Prostaglandin E1 injection test is sometimes performed to determine the penile blood flow. Prostaglandin is directly injected into the corpora cavernosa in order to cause dilation of blood vessels and promote blood flow into the penis. If erection ensues, it confirms normal or adequate blood flow to the penis. This can also provide information about possible therapeutic options.
Monitoring erections that occur during sleep (nocturnal penile tumescence) can help distinguish between erectile dysfunction of psychological and physical causes. A band is worn around the penis for two to three successive nights and it can signal intensity and duration of erections if they occur. If nocturnal erections do not occur, then the cause of erectile dysfunction is likely to be physical rather than psychological, however, tests of nocturnal erections are not completely reliable. Scientists have not standardized the tests and have not determined in whom they should be done.

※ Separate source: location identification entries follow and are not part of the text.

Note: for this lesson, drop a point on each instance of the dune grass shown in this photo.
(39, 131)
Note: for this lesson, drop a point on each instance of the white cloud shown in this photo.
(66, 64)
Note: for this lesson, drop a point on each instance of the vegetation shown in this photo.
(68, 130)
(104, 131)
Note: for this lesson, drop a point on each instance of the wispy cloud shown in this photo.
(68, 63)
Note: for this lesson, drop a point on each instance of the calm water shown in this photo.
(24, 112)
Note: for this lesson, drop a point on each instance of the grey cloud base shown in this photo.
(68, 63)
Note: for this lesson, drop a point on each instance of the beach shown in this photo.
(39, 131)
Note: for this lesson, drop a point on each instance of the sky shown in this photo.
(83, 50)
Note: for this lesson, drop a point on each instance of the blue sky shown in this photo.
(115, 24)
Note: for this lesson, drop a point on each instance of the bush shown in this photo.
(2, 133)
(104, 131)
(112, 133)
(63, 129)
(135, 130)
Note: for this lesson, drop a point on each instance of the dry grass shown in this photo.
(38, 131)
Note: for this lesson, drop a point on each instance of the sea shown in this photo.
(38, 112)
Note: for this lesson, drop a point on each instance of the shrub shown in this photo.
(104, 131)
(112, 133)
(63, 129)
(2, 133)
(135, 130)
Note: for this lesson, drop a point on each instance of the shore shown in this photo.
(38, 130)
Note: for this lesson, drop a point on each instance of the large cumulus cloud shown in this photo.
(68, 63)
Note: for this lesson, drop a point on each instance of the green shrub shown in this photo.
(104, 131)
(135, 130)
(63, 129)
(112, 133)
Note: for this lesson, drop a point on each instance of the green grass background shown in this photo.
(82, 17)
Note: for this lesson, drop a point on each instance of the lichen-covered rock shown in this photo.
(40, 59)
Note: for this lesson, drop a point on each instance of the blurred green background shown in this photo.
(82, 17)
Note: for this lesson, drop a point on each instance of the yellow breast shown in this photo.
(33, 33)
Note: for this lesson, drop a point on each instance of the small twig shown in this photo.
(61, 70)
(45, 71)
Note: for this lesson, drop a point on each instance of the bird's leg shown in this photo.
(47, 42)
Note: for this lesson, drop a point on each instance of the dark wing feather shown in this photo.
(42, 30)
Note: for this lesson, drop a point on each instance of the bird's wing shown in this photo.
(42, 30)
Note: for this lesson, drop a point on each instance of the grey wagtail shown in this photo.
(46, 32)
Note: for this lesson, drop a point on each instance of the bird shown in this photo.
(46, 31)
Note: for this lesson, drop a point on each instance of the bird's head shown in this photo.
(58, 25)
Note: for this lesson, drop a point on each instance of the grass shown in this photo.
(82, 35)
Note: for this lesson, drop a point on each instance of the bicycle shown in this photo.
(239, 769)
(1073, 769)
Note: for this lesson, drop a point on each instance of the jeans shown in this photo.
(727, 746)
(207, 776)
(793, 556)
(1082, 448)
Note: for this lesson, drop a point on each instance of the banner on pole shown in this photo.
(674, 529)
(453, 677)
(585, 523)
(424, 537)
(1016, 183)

Direct vibrational stimulation (biothesiometry) is occasionally done to evaluate penile nerve function. Small electromagnetic electrodes are placed on the shaft of the penis and vibration amplitude is slightly adjusted until sensation is noted by the patient. Although this test does not measure the exact nerve function, it serves as a screening method to detect any sensory nerve deficit as the cause of ED.
A psychosocial examination using an interview and questionnaire may reveal psychological factors contributing to erectile dysfunction. The sexual partner also may be interviewed to determine expectations and perceptions encountered during sexual intercourse.